A wizard at shorthand notetaking, Lundquist is remembered by colleagues for his meticulous approach to reporting. Back home, his quirky sense of humor earned him nicknames like "Uncle Quack Quack."

Lundquist died Oct. 30 at 94 — he had been in hospice since June, his family said, but lobbied for watching the World Series from bed after his latest fall.

After graduating from the University of Minnesota in 1949, Lundquist began his career at the Minot (N.D.) Daily News, left for Baltimore to join the Associated Press in 1950 and returned home to the wire service's Minneapolis bureau in 1960.

He covered the 1980 trial of Ming Sen Shiue, who was convicted of kidnapping and sexually abusing a Roseville algebra teacher and her daughter and killing a 6-year-old boy who witnessed the abductions. Lundquist also covered the 1973 occupation of Wounded Knee in South Dakota by the American Indian Movement, and his clip file contains scores of stories from crime to business and personality profiles. For the Shiue trial, Lundquist received an AP award in 1981 for excellence in reporting and writing.

"I was so amazed with his ability to know everything to ask about something," said AP photographer Jim Mone, who spent 12 years working alongside Lundquist. "He needed to know everything about them."

Lundquist chaired the Wire Service Guild when workers went on strike in subzero temperatures in January 1969. In the office, he was known for whistling while he worked. "And he could carry a tune," said Karen Mills, a fellow reporter and editor. "I always thought of him as the Happy Whistler. Although sometimes it'd get on your nerves."

Lundquist met Alice Hansen through Twin City Lutheran Young Adults and they married in 1963. They adopted their three children — John was 50 when they adopted the youngest, Jana, at 3 months, Jana Oman said. After retiring from the Associated Press, he spent another decade working at Hennepin County Medical Center, stocked shelves at Target and worked at a temp agency.
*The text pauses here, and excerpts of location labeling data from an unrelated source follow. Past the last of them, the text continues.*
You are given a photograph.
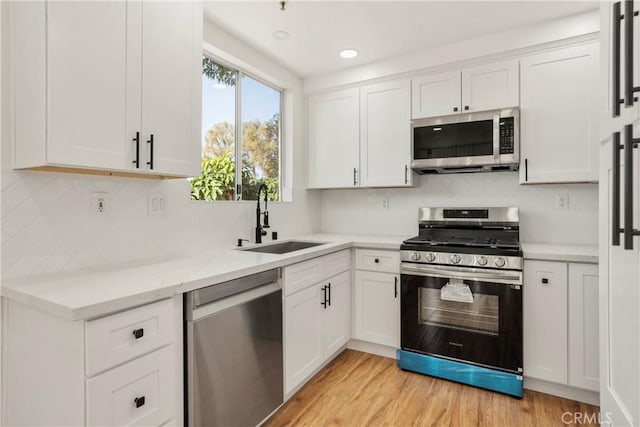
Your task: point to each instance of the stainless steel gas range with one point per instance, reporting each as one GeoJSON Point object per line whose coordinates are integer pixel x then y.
{"type": "Point", "coordinates": [461, 298]}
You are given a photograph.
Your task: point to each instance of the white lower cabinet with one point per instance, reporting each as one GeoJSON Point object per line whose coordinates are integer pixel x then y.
{"type": "Point", "coordinates": [119, 370]}
{"type": "Point", "coordinates": [318, 317]}
{"type": "Point", "coordinates": [560, 322]}
{"type": "Point", "coordinates": [137, 393]}
{"type": "Point", "coordinates": [376, 297]}
{"type": "Point", "coordinates": [377, 308]}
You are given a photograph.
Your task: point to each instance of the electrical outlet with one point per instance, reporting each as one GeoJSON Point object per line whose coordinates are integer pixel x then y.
{"type": "Point", "coordinates": [562, 201]}
{"type": "Point", "coordinates": [157, 204]}
{"type": "Point", "coordinates": [99, 204]}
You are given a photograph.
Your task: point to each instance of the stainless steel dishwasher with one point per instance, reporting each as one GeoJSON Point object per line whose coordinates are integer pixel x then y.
{"type": "Point", "coordinates": [234, 351]}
He earned the name "Uncle Quack Quack" from nephew Seth Tibbott, who went on to found the Tofurky Company. Tibbott remembered how Lundquist once hid under a table and made quacking sounds as he and his brother came home one day.

"When he came to visit, things came alive," Tibbott wrote in a memorial.
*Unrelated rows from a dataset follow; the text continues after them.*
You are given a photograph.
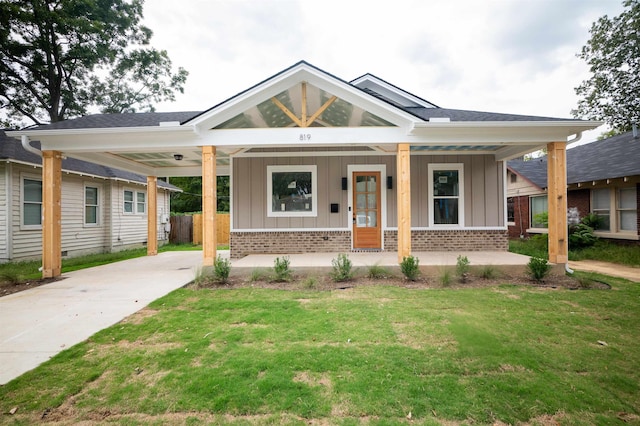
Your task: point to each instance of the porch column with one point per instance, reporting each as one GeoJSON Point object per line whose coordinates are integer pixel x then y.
{"type": "Point", "coordinates": [209, 204]}
{"type": "Point", "coordinates": [404, 201]}
{"type": "Point", "coordinates": [51, 214]}
{"type": "Point", "coordinates": [152, 216]}
{"type": "Point", "coordinates": [557, 201]}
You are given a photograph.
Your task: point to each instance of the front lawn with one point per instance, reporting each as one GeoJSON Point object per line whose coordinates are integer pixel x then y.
{"type": "Point", "coordinates": [371, 354]}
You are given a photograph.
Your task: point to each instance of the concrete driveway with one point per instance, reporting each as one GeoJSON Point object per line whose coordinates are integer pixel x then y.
{"type": "Point", "coordinates": [38, 323]}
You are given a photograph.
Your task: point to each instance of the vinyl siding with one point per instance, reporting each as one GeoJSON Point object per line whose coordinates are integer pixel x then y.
{"type": "Point", "coordinates": [483, 186]}
{"type": "Point", "coordinates": [5, 224]}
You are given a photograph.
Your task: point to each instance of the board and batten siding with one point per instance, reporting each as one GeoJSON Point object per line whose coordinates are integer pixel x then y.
{"type": "Point", "coordinates": [5, 224]}
{"type": "Point", "coordinates": [483, 189]}
{"type": "Point", "coordinates": [250, 191]}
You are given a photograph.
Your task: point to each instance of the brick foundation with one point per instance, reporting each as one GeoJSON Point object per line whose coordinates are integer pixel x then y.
{"type": "Point", "coordinates": [245, 243]}
{"type": "Point", "coordinates": [452, 240]}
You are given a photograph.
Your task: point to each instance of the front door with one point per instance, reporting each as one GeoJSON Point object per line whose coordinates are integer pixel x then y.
{"type": "Point", "coordinates": [366, 210]}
Karen Lundquist said her father passed along different traits to his three kids: She carried on his way with words in a career in communications, Brian inherited his love of sports, and Jana clung to his Lutheran faith.

Off the clock, he loved playing with words, she said, turning phrases on their heads: "Take a shower" became "shake a tower."
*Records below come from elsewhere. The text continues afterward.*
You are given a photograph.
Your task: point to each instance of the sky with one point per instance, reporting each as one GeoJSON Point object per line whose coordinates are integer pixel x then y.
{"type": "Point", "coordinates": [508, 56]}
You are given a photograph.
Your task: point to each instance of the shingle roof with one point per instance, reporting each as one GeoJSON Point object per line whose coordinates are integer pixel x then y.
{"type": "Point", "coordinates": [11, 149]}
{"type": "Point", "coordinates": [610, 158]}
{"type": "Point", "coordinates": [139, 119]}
"And if a pun could be had it was," Karen Lundquist said.

Bedtime stories were drawn from a vast library started by Lundquist's father, Seth. Later in life, Lundquist marked up the children's letters home, returning the correspondence with his own edits.

At the end of his Associated Press tenure, Lundquist worked overnight shifts even into his 60s. If he woke any of the kids when he got home to Richfield, he'd invite them to share a can of soup at the dinner table, Karen Lundquist said. Other times, she said, he'd summon one of them for "snuggle buggle," time where they'd wrap themselves in blankets and peer at the stars.

"When he was [home] he was really, really present," Karen Lundquist said.

He is survived by his wife, Alice, of Richfield; children Karen Lundquist, of Austin, Texas, Brian Lundquist, of Maplewood, and Jana Oman, of Deer Park, Wis.; and four grandchildren. Services have been held.